Routine way of blending multi asset funds keeps biases impacting returns

Routine way of blending multi asset funds keeps biases impacting returns

Intermediaries are facing “unintended consequences” by blending multi asset funds together using only a past performance-based approach, according to Scopic Research.

Managing director Paul Ilott pointed to how combining multi asset funds that have passed through a simple performance filter has, in recent years, often led to blending multi asset funds where "returns are still driven by the same embedded biases".

Ilott said these most commonly include growth style and quality style factors, larger companies - particularly in the US, and ESG-risk characteristics.

"Combining multi asset funds that share the same embedded biases (DNA) - irrespective of whether they invest directly in securities, in passives, in actively managed single strategy funds, or even in a combination of all of these, means that their returns are highly likely to be affected by the same performance headwinds and tailwinds," Ilott added.

"This can lead to investment diversification by fund name only, with the real possibility that the funds selected for blending will at some stage all perform poorly at the same time."

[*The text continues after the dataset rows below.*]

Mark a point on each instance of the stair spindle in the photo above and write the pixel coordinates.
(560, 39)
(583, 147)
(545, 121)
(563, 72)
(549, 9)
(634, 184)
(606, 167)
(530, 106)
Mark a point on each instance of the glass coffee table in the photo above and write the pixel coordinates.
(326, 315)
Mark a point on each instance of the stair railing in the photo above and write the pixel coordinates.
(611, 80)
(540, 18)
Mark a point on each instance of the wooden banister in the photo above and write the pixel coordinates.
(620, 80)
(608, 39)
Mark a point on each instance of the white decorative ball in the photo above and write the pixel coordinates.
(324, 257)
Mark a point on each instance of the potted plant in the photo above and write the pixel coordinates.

The research agency is set to update its multi asset DNA reports service in anto attempt to improve the issue and the subsequent impact on returns.

The tool has been designed for intermediaries to visualise the combined DNA from up to four multi asset funds into one larger portfolio.

Ilott said: "Our qualitative based portfolio blending tool will help intermediaries to avoid some of the many unintended consequences that we see when multi asset funds are blended together using only a past performance-based approach."